I released her, wincing at the image, and at the same time smiling a little. “Not very imaginative,” I scolded, bending forward to plant a soft kiss on her forehead. “Help me, Kristina. Please. If you know anything about Calder’s experiments, I beg of you, tell me now.”

She looked at me with a sheen of tears glimmering in her eyes. “You’re asking me to betray my father’s trust.” I shook my head. “I’m asking you to save Daisy, and others probably, from Krispin’s madness. If I can find the passageway between this world and his, I can find
him.”

Kristina was silent for a time, obviously tom, but then she turned and crossed the room to a wall lined with neatly arranged volumes on sturdy shelves. She ran an index finger over the spines with affection and finally selected one particular book and took it reverently from its place among the others.

She held the tome against her chest for a moment, then extended it to me.

It was a diary of sorts, a complex record of Calder’s most recent explorations of science. In it were all his theories concerning parallel dimensions, and I absorbed the words greedily by running my right hand down every page.

When I was finished, I had a very good idea where to find my brother.

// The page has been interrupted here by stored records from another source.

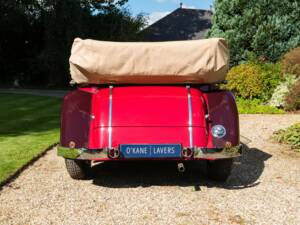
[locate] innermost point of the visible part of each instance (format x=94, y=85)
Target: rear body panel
x=147, y=115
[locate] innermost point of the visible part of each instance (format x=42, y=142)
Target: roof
x=181, y=24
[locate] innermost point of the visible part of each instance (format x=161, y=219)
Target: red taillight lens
x=187, y=152
x=113, y=153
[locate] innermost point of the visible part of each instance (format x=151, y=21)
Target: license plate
x=150, y=151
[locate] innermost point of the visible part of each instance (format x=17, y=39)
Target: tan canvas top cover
x=103, y=62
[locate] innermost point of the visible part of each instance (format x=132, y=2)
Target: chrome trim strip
x=110, y=118
x=190, y=116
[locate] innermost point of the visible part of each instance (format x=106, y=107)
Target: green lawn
x=28, y=125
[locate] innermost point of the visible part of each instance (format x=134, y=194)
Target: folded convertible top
x=175, y=62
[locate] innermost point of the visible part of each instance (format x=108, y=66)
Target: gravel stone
x=264, y=188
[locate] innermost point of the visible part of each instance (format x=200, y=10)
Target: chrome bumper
x=102, y=154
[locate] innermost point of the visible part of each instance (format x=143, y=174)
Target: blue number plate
x=151, y=151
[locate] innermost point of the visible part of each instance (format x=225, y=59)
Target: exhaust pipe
x=180, y=167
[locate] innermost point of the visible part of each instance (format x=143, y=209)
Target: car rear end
x=149, y=122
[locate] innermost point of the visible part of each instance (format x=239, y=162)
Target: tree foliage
x=36, y=35
x=268, y=28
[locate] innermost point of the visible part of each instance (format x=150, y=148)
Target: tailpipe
x=180, y=167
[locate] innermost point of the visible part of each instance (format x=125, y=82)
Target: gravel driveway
x=264, y=188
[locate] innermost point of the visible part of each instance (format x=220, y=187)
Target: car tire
x=219, y=170
x=78, y=169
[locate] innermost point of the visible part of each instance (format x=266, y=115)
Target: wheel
x=78, y=169
x=219, y=170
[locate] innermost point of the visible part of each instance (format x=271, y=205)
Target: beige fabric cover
x=102, y=62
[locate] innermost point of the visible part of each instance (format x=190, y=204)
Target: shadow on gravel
x=246, y=171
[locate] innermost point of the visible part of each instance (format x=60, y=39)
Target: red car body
x=98, y=119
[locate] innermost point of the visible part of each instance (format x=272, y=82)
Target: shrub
x=290, y=136
x=254, y=80
x=281, y=91
x=291, y=62
x=255, y=106
x=292, y=100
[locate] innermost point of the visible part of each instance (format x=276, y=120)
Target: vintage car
x=149, y=101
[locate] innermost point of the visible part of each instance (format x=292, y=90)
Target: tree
x=267, y=28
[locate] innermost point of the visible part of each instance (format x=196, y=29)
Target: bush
x=292, y=100
x=281, y=91
x=290, y=136
x=254, y=80
x=291, y=62
x=255, y=106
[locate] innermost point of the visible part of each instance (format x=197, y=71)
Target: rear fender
x=222, y=109
x=76, y=118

The solution, in fact, was almost ludicrously simple. I might have thought of it myself, or at least asked a certain friend who writes screenplays for horror films to suggest possibilities, if I had been in a calm frame of mind rather than a mild state of hysteria.

“Thank you,” I said to Kristina and pressed the volume back into her hands.

I went from there to my favorite part of nineteenth- century London for a hasty feeding, leaving my victim anemic but otherwise ecstatic. Then I proceeded to a certain burial mound not far from modern-day Dunnett’s Head, a place where Challes had taken Krispin, Brenna, and me long ago while in the throes of a scholarly passion for antiquities. We were all fascinated by the area, for the bones secreted beneath that manmade hillock of stone and rubble and grass had been ancient even in our medieval time. According to our tutor, the occupants of that underground chamber had lived and died before the Romans came to Britain.